Que el miedo humano opera así, con esa absoluta falta de lógica, lo saben los terroristas y lo aprovechan. Y por eso se llaman terroristas, porque su triunfo último es el terror que siembran; si no se llamarían de otra manera, simplemente delincuentes o asesinos. El destrozo puntual del terrorismo, con ser mucho, no es nada comparado con las heridas y las muertes del miedo que contagia. Abstractas, fantasmales, y por ello mucho más difíciles de entender y remediar.

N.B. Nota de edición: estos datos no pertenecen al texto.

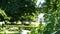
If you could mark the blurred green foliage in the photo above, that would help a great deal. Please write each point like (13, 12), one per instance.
(13, 10)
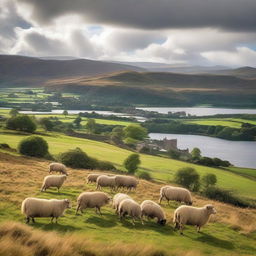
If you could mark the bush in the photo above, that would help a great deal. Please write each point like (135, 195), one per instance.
(226, 196)
(209, 179)
(33, 146)
(188, 177)
(144, 175)
(21, 123)
(131, 162)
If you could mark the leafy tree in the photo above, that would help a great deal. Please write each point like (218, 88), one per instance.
(65, 113)
(135, 131)
(33, 146)
(188, 177)
(209, 179)
(13, 112)
(21, 123)
(78, 121)
(196, 153)
(132, 162)
(91, 125)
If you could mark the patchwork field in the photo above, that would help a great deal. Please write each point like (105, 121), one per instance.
(230, 232)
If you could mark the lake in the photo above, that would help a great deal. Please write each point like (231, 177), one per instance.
(201, 111)
(239, 153)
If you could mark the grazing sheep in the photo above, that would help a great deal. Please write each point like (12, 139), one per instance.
(130, 207)
(176, 194)
(192, 216)
(117, 199)
(36, 207)
(106, 181)
(92, 200)
(93, 177)
(57, 167)
(153, 210)
(128, 182)
(53, 181)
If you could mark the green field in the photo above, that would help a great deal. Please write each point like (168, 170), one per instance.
(160, 168)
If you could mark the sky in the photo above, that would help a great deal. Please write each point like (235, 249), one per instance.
(184, 32)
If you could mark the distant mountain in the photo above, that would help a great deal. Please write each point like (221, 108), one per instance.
(20, 70)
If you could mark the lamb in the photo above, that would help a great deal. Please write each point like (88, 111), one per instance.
(153, 210)
(106, 181)
(192, 216)
(175, 193)
(117, 199)
(57, 167)
(128, 182)
(132, 208)
(92, 200)
(53, 181)
(37, 207)
(92, 177)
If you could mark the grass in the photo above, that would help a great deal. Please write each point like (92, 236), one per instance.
(162, 169)
(230, 232)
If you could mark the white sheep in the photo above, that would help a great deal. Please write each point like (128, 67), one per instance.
(106, 181)
(57, 167)
(131, 208)
(53, 181)
(92, 177)
(118, 198)
(176, 194)
(192, 216)
(153, 210)
(128, 182)
(92, 200)
(37, 207)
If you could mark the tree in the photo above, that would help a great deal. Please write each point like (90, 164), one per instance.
(188, 177)
(132, 162)
(13, 112)
(196, 153)
(21, 123)
(65, 113)
(78, 121)
(135, 131)
(91, 125)
(33, 146)
(209, 179)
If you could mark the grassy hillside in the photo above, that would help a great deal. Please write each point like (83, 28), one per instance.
(162, 169)
(230, 232)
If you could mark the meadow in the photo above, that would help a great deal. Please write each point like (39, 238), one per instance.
(230, 232)
(160, 168)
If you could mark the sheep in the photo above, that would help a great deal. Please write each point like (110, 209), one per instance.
(192, 216)
(126, 182)
(53, 181)
(57, 167)
(117, 199)
(153, 210)
(37, 207)
(175, 193)
(92, 200)
(92, 177)
(130, 207)
(106, 181)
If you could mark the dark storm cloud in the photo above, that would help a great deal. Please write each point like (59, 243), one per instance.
(153, 14)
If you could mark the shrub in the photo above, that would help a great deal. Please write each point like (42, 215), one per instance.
(33, 146)
(209, 179)
(131, 162)
(21, 123)
(188, 177)
(226, 196)
(144, 175)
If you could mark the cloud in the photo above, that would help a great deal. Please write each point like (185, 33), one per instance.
(238, 15)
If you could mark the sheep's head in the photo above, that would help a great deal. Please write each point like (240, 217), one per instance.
(210, 209)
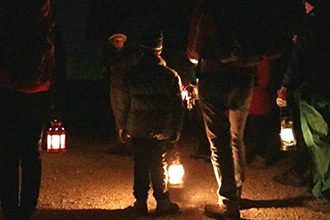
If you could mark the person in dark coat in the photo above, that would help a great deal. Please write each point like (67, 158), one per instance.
(307, 76)
(229, 38)
(118, 59)
(149, 115)
(24, 110)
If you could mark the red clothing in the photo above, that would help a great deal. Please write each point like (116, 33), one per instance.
(260, 104)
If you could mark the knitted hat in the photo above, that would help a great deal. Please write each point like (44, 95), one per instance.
(152, 40)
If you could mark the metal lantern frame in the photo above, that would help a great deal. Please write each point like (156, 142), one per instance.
(56, 137)
(287, 132)
(175, 172)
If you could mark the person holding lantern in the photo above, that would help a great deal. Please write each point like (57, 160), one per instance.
(149, 116)
(25, 101)
(230, 38)
(307, 76)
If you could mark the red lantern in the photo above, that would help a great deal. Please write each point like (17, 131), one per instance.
(56, 137)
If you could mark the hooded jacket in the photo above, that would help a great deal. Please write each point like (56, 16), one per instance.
(151, 103)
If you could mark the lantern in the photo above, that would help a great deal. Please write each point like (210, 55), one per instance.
(175, 173)
(56, 137)
(190, 95)
(287, 134)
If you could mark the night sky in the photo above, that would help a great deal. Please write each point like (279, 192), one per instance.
(86, 25)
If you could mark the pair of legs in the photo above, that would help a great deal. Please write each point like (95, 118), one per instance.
(225, 97)
(22, 118)
(149, 169)
(149, 163)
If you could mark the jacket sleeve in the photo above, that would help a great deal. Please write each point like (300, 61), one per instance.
(201, 31)
(177, 104)
(121, 104)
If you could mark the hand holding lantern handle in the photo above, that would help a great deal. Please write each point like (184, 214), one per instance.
(123, 135)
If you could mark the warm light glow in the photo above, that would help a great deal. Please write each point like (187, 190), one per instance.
(287, 136)
(56, 137)
(288, 139)
(175, 174)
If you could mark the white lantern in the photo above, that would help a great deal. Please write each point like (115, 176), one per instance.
(56, 137)
(287, 134)
(175, 173)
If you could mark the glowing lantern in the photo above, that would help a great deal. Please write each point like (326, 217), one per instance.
(190, 95)
(287, 134)
(56, 137)
(175, 173)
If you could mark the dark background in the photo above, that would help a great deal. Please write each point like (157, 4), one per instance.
(85, 26)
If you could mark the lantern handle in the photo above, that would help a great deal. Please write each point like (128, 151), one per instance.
(282, 109)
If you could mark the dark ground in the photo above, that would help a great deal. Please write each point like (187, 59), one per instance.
(86, 183)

En septiembre, el derrumbe de las Torres Gemelas sepultó a miles de personas en Nueva York. Desde entonces son, en todo el mundo, millones los que han cambiado sus 'tareas y disfrutes' para no tener que coger un avión. Los que compran máscaras anti-gas y cambian de dieta. Los que no abren el correo o lo hacen con el corazón subido. Y muchísimos también, por poner ejemplos que son nuestros desde hace mucho tiempo, los que ya no se atreven a recoger un juguete del suelo y dárselo al primer niño que pasa. Los que no se montan en algunos coches sin pensar o mirar. Los que no abren con alegría, despreocupadamente, los envíos postales, con el gusto que da romper de cualquier manera las cartas y los paquetes abultados.

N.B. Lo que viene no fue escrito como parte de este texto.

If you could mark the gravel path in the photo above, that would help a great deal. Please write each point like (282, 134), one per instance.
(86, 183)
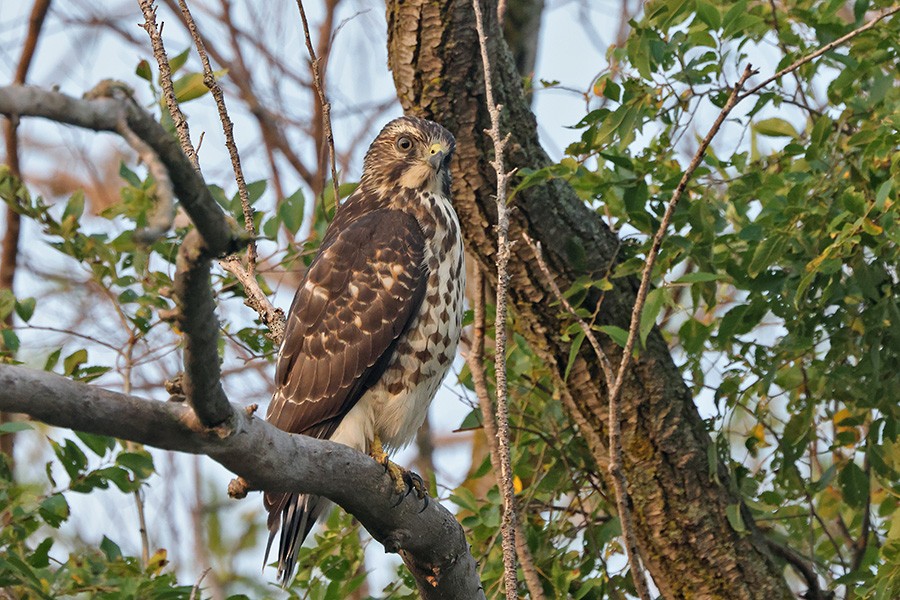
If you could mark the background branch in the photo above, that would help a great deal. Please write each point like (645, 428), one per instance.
(323, 101)
(269, 459)
(10, 248)
(475, 360)
(508, 523)
(148, 7)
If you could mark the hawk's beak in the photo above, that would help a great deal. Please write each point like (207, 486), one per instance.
(437, 152)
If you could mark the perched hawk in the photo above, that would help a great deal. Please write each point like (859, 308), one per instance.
(375, 324)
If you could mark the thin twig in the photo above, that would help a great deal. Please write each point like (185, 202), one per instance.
(134, 447)
(323, 100)
(826, 48)
(209, 79)
(165, 78)
(585, 328)
(163, 215)
(271, 316)
(508, 524)
(475, 359)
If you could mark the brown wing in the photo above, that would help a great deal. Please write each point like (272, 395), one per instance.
(359, 295)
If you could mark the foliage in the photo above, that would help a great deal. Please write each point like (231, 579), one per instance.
(776, 288)
(778, 282)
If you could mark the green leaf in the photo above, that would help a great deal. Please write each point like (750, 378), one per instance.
(140, 463)
(190, 87)
(7, 303)
(656, 299)
(291, 211)
(766, 253)
(178, 61)
(709, 14)
(98, 444)
(15, 426)
(775, 127)
(472, 421)
(10, 340)
(854, 485)
(50, 364)
(618, 335)
(25, 308)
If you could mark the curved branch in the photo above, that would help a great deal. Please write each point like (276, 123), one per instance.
(429, 539)
(103, 114)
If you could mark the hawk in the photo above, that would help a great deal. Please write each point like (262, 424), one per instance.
(375, 324)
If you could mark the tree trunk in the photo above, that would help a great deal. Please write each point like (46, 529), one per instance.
(685, 537)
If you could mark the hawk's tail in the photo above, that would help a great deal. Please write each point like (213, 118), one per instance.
(294, 514)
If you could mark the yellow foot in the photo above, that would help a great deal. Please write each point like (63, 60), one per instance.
(405, 481)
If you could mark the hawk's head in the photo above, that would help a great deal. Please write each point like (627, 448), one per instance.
(410, 153)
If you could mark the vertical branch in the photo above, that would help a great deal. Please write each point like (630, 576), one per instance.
(132, 447)
(508, 525)
(616, 462)
(323, 100)
(209, 79)
(475, 359)
(10, 249)
(165, 78)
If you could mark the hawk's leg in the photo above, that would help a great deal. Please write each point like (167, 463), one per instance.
(405, 481)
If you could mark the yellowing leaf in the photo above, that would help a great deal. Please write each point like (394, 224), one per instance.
(775, 127)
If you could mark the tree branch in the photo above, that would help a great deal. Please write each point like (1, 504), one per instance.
(209, 80)
(165, 80)
(323, 101)
(197, 319)
(10, 249)
(508, 523)
(429, 538)
(826, 48)
(103, 114)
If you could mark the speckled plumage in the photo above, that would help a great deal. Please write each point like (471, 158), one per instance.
(375, 324)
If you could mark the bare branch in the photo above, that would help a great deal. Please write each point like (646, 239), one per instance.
(323, 101)
(271, 316)
(209, 79)
(165, 78)
(10, 250)
(508, 524)
(104, 114)
(826, 48)
(197, 319)
(475, 359)
(269, 459)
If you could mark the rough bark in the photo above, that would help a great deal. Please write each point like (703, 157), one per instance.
(428, 537)
(685, 537)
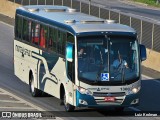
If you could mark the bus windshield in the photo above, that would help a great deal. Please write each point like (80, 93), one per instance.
(112, 59)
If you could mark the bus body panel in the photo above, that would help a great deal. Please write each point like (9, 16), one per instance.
(49, 67)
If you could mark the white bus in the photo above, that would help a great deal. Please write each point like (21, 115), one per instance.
(83, 60)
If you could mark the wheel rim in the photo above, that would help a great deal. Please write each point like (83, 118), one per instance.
(32, 85)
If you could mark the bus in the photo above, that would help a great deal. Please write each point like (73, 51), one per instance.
(80, 59)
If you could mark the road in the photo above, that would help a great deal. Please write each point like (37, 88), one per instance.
(9, 83)
(127, 7)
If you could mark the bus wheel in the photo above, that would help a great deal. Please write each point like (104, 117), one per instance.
(67, 106)
(34, 92)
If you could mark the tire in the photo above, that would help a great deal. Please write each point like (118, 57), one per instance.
(34, 91)
(67, 106)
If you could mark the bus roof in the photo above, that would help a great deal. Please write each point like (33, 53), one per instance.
(68, 18)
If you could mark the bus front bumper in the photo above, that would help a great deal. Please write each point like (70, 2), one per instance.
(83, 100)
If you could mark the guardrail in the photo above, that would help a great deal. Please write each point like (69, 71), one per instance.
(148, 29)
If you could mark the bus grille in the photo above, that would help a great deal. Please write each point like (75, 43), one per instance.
(115, 94)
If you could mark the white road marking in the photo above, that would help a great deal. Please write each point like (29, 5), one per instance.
(20, 99)
(134, 109)
(31, 106)
(10, 101)
(24, 108)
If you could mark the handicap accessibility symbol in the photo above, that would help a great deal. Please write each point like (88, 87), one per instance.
(104, 76)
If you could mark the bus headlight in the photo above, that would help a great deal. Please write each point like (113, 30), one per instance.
(135, 90)
(84, 91)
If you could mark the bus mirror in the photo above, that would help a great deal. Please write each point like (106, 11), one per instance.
(69, 52)
(143, 54)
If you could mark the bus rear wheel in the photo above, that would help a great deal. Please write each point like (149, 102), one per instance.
(67, 106)
(34, 91)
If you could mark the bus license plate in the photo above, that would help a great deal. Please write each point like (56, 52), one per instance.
(109, 99)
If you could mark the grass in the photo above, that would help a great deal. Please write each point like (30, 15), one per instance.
(149, 2)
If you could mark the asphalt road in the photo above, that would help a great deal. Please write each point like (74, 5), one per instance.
(127, 7)
(149, 95)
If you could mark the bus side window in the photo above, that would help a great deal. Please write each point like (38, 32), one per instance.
(35, 33)
(64, 39)
(26, 30)
(18, 28)
(61, 42)
(43, 36)
(52, 43)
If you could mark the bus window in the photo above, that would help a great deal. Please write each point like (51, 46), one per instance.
(64, 39)
(61, 42)
(26, 30)
(35, 33)
(18, 28)
(43, 36)
(70, 38)
(52, 42)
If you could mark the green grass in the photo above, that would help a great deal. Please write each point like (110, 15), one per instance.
(149, 2)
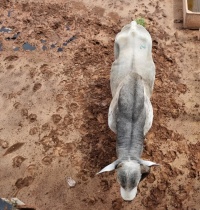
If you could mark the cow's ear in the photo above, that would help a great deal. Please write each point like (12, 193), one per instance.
(148, 163)
(110, 167)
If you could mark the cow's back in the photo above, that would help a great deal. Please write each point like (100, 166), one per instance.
(132, 48)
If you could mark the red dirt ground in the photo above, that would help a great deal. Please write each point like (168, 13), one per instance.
(54, 105)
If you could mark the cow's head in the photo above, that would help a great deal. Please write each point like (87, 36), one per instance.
(129, 174)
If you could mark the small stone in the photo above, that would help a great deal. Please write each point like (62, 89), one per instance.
(71, 182)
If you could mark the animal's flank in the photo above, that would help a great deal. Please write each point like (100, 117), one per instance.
(131, 117)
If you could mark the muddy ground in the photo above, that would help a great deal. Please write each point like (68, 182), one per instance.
(55, 98)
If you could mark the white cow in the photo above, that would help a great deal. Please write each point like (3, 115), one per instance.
(130, 112)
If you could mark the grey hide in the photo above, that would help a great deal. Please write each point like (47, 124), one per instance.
(130, 112)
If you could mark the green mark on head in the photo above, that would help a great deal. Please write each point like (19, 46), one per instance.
(140, 21)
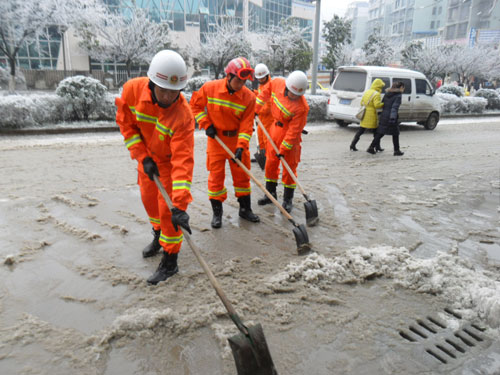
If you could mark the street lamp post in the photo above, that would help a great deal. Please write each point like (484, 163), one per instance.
(315, 48)
(274, 46)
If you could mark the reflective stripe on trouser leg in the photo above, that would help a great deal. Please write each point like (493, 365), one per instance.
(216, 165)
(272, 171)
(149, 197)
(292, 158)
(241, 181)
(170, 239)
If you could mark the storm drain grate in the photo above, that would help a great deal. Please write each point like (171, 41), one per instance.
(441, 342)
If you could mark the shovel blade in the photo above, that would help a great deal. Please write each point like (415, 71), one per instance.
(260, 156)
(302, 239)
(311, 209)
(251, 354)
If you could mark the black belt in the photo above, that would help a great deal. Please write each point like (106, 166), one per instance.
(230, 133)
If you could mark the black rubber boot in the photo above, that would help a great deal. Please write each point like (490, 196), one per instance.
(217, 218)
(246, 209)
(154, 247)
(353, 143)
(270, 187)
(287, 199)
(371, 149)
(167, 268)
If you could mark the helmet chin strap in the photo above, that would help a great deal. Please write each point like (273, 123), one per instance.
(151, 86)
(231, 91)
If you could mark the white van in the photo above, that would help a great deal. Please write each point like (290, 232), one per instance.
(418, 102)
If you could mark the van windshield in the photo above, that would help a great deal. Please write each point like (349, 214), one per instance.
(350, 81)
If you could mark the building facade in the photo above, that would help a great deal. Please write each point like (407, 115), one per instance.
(189, 21)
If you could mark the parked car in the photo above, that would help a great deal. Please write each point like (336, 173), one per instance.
(418, 103)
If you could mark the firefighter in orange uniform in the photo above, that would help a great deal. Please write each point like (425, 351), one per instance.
(265, 115)
(289, 109)
(226, 108)
(158, 126)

La acción terrorista no se detiene en el atentado. Continúa insidiosamente en el recuerdo. Por eso se combate también al combatir el miedo. O mejor, no se combate sin combatir el miedo. Pero el miedo es algo que suele descuidar la lucha antiterrorista convencional, que concentra sus ideas y sus recursos y sus esfuerzos en el rastreo de los terroristas y en los blindajes múltiples de la seguridad.

Es posible que cerrar a cal y canto la cabina de un avión, o repartir entre la población máscaras anti-gas, vacunas y antibióticos, sean medidas eficaces de protección -aunque el elemental pensamiento de que siempre quedarán objetivos no protegidos y bacterias no asegurables las cuestione enseguida-, pero no son, desde luego, medidas antiterroristas, porque lejos de combatir el miedo, lo alimentan. En qué sino en amenazas y peligro va a pensar alguien que tiene una máscara de goma en la mesilla. En qué, el turista al que se cachea y escanea y se hace viajar, separado del piloto de su avión por un telón de acero.

Medidas antiterroristas son las que ayudan a la gente a combatir el terror. A rebelarse contra los estados de excepción mentales que el terror instaura. Contra las amenazas que inventa. Contra la autoprohibición de circular, comer, hablar, acompañar que impone. Contra la autocensura que nos aconseja dejar de ser como fuimos: espontáneos, distraídos del miedo a morir, puntualmente inmortales por ello. Este apartado -'tareas y disfrutes' del olvido del miedo- debería formar parte de la lucha antiterrorista, ser, por definición, uno de sus objetivos prioritarios.

He empezado esta columna con una cita de Fernando Savater, quiero cerrarla con estos versos magníficos de Joseph Brodsky: 'Si supiera Herodes que a mayor poder, más cierto e infalible es el milagro'. Esa me parece una buena estrategia antiterrorista: difundir la creencia en el milagro de la libertad contra Herodes. De la libertad de vivir a diario como si él, ellos, los terroristas no existieran. De esa manera, como su nombre indica, no existirían.